Full Circle Magazine FR

Ceci est une ancienne révision du document !

In this series of articles, I will be building a text-based application with Free Pascal, using its text-based interface for user interaction. This will be combined with other, more modern, technologies such as database access using SQL and Web access with HTTP. The final aim of the project is to demonstrate how Pascal can be used to build a modern application, while avoiding the overhead associated with a graphical interface that uses a widget set such as GTK or Qt.

In the previous part of the series, we deviated a bit from Free Vision and went into the technical details on how to use the CURL library from Pascal to connect to an RSS feed on FCM’s content management system. At this stage, we know how to connect to the server and download an XML file containing a list of recent articles published on the web page. In this part, we will see how to parse the XML code to retrieve the information we are aiming for: issue numbers and download URLs. We will then put it all together, and update the database our application uses with fresh data from the Web.

Understanding the XML language

EXtended Meta Language (XML) is a simple text-based language that aims to structure data as a tree: each data element may have none, or several child nodes. On the other hand, each element must have a single parent element - except for a single node in the entire tree, which is then called the root element. Each element should open with a start tag, such as <element>. The corresponding ending tag would be </element>.

Perhaps an example may help. If we wish to codify a library, for instance, our root element will be the library itself.

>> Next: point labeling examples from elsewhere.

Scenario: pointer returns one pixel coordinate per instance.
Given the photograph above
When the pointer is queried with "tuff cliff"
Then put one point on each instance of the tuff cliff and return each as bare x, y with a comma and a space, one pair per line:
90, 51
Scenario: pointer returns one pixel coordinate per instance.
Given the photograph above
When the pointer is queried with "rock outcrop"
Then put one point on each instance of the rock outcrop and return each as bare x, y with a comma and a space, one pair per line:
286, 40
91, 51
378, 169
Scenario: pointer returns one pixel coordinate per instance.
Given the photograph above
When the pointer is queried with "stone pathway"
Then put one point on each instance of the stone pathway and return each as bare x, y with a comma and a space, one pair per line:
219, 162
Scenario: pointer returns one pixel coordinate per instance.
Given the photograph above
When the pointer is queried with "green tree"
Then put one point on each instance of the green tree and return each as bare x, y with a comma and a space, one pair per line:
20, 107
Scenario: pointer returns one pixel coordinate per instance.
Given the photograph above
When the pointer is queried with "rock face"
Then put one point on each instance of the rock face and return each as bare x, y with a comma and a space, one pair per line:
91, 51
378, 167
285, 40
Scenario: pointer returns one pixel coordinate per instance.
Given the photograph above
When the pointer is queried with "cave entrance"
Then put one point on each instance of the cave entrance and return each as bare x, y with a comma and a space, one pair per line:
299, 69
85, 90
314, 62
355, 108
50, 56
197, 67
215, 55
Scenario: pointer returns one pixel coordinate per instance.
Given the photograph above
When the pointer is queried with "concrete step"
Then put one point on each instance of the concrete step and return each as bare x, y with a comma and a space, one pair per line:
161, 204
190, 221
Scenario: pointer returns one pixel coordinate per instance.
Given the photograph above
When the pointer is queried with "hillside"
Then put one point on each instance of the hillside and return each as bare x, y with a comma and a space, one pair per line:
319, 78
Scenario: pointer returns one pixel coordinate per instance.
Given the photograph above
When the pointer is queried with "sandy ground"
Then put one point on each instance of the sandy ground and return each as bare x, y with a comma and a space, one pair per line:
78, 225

This library may then contain an element defining its owner, and perhaps another giving the date on which the data set was compiled. Finally, we will need to create an element for each book in the library, giving its title and author.

The beauty of this scheme is that it may easily be adapted for different purposes in a flexible manner. For instance, in the above example, one of the books has been marked with a genre, while another has not.

Writing a program to transverse a data set in XML has its own challenges; luckily for us, the Free Pascal project has foreseen the use of a set of standard classes that may be implemented for our own purposes. Let us write a simple program that reads in an XML file, and outputs on screen each element name in sequence, or its value if it is a text element that simply contains text. To begin with, let us include the standard and XML classes and define our variables (previous page, bottom right).

The TFileStream will be used to access the XML file on our local disk, and make it available to a TXMLReader through an adaptor class, TXMLInputSource. The TXMLReaderSettings object is needed to pass parameters to the reader.

We begin by configuring the settings, basically telling the reader to ignore supplementary whitespace (actual spaces, but also line breaks and tabulations), and to use XML namespaces if available - though we will not need them here:

settings := TXMLReaderSettings.Create;

settings.PreserveWhiteSpace := false;

settings.Namespaces := true;

We access the file, and create a TXMLInputSource from the resulting stream:

f := TFileStream.Create('test.xml', fmOpenRead);

input := TXMLInputSource.Create(f);

Now (shown above) we can create our TXMLTextReader, and have it parse each element encountered.

Finally, let’s not forget to close the file stream neatly:

f.Free;

The code for the complete program is available at this link: http://pastebin.com/PtciSAQb .

Parsing our RSS feed in XML

In the last part of this series, we obtained the RSS for Full Circle Magazine using the CURL library. This is a piece of XML data, with the following structure. It has been cleaned up a bit to showcase relevant elements (shown below).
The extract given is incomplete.